The basic service of Audioblog.com is priced at $4.95 per month, for unlimited audioblog postings and 1GB of bandwidth per month. The company plans to rollout a Pro version of its service this summer. [Link]
“The best part about being able to vocalize [my] thoughts is the fact that no matter how many CAPS-locked words I use, you'll never understand my emotion unless you can actually hear what I'm saying.”
The responsible New Media Program Director Paul Grabowicz has posted two very interesting things:
"Cellphone Photo in New York Times: One of the main photos The New York Times used with its stories on the bid by Cingular Wireless to take over AT&T Wireless was a picture of the signing of the merger agreement taken with a cell phone - and by a AT&T executive." [Link]
Grabowicz comes up with another story - via Tim Porter ("former managing editor at the San Francisco Examiner") and originally reported by Dan Weintraub for the Online Journalism Review - that a freelance writer (Joshua Marshal, Talking Points Memo) and a freelance journalism Weblogger (Chris Allbritton) have raised - no, not VC - $4.800 and $15,000 from their readers to finance their reporting trips to NH and Iraq: "Marshall is a longtime magazine journalist and author of Talking Points Memo, a popular political blog. Marshall asked his audience, which Weintraub reports as 300,000 unique users a month, for donations to fund a reporting trip to New Hampshire. "Within a day," said Weintraub, "190 donors had contributed $4,800." ("Public Journalism, Privately Funded")
This could never happen to a photo journalist or a professional photographer shooting only for his moblog. What do you think?
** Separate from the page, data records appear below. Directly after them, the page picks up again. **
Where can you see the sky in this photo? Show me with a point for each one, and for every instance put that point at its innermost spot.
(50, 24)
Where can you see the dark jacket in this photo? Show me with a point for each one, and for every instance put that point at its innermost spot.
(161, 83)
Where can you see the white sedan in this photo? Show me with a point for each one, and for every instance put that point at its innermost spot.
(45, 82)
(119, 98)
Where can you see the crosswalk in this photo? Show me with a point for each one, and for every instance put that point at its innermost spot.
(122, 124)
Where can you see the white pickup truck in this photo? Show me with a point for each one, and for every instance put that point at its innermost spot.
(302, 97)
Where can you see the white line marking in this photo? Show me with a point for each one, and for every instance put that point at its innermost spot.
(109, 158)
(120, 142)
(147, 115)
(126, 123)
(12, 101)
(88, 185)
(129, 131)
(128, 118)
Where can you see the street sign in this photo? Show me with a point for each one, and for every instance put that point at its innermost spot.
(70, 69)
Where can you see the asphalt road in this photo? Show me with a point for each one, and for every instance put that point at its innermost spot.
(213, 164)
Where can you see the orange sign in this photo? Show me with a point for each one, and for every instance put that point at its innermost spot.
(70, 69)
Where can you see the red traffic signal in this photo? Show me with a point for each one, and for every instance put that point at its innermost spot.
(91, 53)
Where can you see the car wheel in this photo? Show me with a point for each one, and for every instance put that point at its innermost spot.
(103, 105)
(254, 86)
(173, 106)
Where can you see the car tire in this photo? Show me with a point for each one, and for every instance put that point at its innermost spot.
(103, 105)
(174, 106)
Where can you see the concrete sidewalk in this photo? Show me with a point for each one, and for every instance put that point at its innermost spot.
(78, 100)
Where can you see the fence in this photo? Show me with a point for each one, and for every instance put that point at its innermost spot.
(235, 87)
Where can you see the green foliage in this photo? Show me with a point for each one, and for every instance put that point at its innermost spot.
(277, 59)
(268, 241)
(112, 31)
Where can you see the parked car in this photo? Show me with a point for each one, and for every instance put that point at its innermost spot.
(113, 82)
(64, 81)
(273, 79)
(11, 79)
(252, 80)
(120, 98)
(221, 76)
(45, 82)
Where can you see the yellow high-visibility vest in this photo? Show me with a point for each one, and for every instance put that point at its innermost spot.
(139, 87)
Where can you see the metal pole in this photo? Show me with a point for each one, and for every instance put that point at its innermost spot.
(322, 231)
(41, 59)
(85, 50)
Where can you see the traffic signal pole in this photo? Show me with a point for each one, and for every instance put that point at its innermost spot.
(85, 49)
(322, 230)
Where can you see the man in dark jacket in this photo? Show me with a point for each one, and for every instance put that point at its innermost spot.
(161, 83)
"A new form of public journalism is taking place now, one that ironically was born in the personal journalism of blogging but has matured into a renewed emphasis of the natural connection between the journalist and his "public," whose members, in this relationship, are also his employers." (Tim Porter)
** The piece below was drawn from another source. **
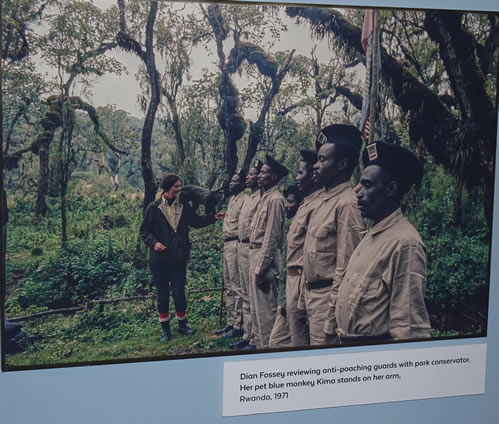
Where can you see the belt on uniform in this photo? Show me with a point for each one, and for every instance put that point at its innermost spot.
(319, 284)
(359, 338)
(294, 271)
Alan Reiter adds: "Journalism students will be getting a "formal" taste of moblogging. That will undoubtedly translate into more camera phone photos used in publications. Of course, we're already seeing publications and TV news programs using -- and, indeed, encouraging submissions of -- camera phone photos. I wonder if we'll see business schools begin promoting camera phones for student projects. Naw, not for a while I assume. Too straightlaced, and the wireless industry still doesn't promote the business applications of camera phones."